Well, if the booking was a dummy booking, then it is probably the fault of your agency. 

Did they hand it in as an confirmed booking? Then the Embassy might think it was a fake document, or that you were providing documents which don't show your true intention.

You should check if you can bring the agency to court, and ask for a refund. 

From what I understand, visa applications were signed by you, or your agent? If it was you who signed it ( which would be logical) you are responsible for all the stuff that is handed in. Knowingly or unknowingly does not seem to change the issue. 

I would suggest you cancel your trip now and go some place else, as you soon don't seem to be require a visa anyway ( EU visa waiver for Emiratis expected to be ratified soon | GulfNews.com )


----------



## sub0 (Jan 28, 2010)

despaired said:


> Well, if the booking was a dummy booking, then it is probably the fault of your agency.
> 
> Did they hand it in as an confirmed booking? Then the Embassy might think it was a fake document, or that you were providing documents which don't show your true intention.
> 
> ...



Visa application was filled at VFS Global and only dummy bookings were made via travel agency including travel insurance and hotel booking. 

as you said i should apply else where, will it not be in system that i applied for Germany and now i am applying for Italy for example?


----------



## twowheelsgood (Feb 21, 2013)

sub0 said:


> will it not be in system that i applied for Germany and now i am applying for Italy for example?


Yes, but if the reason for the rejection is a problem with a hotel booking, the making of a correct booking may be accepted and the original 'error' ignored.
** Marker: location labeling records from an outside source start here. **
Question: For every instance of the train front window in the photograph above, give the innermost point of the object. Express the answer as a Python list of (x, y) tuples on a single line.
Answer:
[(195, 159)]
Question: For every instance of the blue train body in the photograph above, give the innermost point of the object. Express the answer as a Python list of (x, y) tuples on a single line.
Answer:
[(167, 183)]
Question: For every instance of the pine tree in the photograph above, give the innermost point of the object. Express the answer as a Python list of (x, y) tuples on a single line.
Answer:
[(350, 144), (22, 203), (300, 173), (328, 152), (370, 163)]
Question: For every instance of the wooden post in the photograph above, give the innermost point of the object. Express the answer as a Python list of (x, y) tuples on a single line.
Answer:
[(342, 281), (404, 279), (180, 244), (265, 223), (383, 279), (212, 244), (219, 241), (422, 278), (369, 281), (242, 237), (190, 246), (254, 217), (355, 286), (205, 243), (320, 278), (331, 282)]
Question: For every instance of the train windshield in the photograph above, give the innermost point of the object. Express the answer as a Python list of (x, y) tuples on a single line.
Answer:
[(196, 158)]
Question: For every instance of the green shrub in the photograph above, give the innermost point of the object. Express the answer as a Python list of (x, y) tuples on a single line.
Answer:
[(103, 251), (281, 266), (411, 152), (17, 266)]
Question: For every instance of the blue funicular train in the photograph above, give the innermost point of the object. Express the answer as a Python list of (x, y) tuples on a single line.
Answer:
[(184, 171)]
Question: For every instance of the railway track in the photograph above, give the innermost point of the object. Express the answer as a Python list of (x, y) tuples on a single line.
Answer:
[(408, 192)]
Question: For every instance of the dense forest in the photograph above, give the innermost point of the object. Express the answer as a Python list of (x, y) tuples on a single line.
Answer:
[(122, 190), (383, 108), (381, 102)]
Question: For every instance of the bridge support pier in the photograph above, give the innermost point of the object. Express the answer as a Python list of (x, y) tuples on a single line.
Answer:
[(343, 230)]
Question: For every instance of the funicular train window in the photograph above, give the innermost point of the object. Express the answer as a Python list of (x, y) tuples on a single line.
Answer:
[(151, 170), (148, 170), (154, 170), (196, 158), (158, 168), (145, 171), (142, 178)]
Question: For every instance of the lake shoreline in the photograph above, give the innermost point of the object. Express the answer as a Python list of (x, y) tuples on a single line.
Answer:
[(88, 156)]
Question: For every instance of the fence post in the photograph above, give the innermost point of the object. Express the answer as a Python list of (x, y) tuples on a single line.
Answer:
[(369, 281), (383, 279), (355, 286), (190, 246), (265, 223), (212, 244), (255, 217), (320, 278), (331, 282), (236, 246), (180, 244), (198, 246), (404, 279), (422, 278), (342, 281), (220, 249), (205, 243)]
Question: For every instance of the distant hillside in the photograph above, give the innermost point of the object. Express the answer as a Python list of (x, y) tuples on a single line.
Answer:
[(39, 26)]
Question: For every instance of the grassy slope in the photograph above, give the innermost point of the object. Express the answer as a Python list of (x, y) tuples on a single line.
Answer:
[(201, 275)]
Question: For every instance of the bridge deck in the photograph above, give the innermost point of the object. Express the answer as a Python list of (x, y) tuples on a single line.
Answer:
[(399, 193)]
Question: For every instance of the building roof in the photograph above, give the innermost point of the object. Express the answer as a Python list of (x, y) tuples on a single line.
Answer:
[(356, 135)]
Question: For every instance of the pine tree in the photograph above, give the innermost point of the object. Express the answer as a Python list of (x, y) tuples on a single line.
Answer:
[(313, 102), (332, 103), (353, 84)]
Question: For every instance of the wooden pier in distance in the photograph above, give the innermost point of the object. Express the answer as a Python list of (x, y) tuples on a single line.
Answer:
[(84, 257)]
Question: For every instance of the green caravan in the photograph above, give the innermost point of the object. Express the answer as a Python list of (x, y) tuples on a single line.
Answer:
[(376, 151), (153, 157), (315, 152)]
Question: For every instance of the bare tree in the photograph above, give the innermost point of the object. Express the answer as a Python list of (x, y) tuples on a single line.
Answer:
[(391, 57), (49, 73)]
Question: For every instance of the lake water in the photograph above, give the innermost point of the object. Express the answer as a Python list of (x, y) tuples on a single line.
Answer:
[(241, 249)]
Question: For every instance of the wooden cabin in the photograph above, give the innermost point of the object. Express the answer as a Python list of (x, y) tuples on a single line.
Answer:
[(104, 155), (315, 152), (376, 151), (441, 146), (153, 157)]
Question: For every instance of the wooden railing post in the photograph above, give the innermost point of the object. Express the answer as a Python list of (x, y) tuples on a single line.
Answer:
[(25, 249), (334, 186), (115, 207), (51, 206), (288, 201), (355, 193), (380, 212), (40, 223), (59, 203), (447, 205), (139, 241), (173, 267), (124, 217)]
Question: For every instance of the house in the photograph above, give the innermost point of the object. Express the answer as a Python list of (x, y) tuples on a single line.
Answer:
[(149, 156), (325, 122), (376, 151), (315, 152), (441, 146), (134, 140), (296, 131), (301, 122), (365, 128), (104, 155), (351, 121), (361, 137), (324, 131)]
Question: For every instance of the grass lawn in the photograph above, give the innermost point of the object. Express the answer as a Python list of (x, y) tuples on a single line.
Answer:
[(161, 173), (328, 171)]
No way to find out other than having a try.


----------



## TallyHo (Aug 21, 2011)

You were denied a Schengen visa, not a German visa, big difference. Italy is also a Schengen country so you would be applying for a Schengen visa as well, just through the Italian embassy.

Frankly, I'd go back to VFS or the German consulate to find out why you were denied the first visa. It's pretty odd given you're Emirati and they generally don't have problems obtaining the Schengen visas. There was probably something off about the dummy booking via the travel agency. Was it a ****e little office in Bur Dubai or Dnata?

Do you have actual flight bookings? Alternatively you can go to booking.com and book a refundable hotel in Germany and use that as your proof of intent. Once you get the visa you can always cancel the booking!


----------



## Jowhara (Aug 10, 2014)

maybe they didn't like the fake travel insurance. your bookings should be real even if you haven't paid money yet or the booking is cancellable. they should be verifiable at the hotel / airlines / insurance company. if you only had the travel agency give you a printout with no actual booking made, then that would be considered fake documents. 

resubmit using actual bookings. most likely you'll have to get actual travel insurance (paid for). and include a note that it was the travel agency that provided you fake bookings.


----------



## msbettyboopdxb (Mar 22, 2009)

A lot of people use dummy bookings for flights but I've never heard of dummy booking for travel insurance and hotel. Just use booking.com and cancel before the deadline if this wasn't the hotel you were planning to use anyway. As for travel insurance, I would say get a real one. It's not that expensive and you can get one that covers the travel dates you have in mind. Once you have all this, try resubmitting.


----------



## evi kafet (Nov 3, 2016)

*confused*

i dont really understnd this,i am very confused now,any help on this question plz?yesterday i was at the embassy for my passport,it was schengen visa an invitation from a relative,he registered me there at the imigration at germany with a health insurance for me.
he came here him self to ghana together with her own documents and we went to the embassy to apply for the visa.
next one week i went there for my passport,and they called the police to come and investigate my bank statement because it seems like forged,now still they are invistigating my bank statement and it was made by an agency.now i dont know what to do


----------



## Leos (May 9, 2018)

*Confused*

@evi kafet what happened? Did you had the chance to apply again? The same thing has happen to me oo. Medaase


----------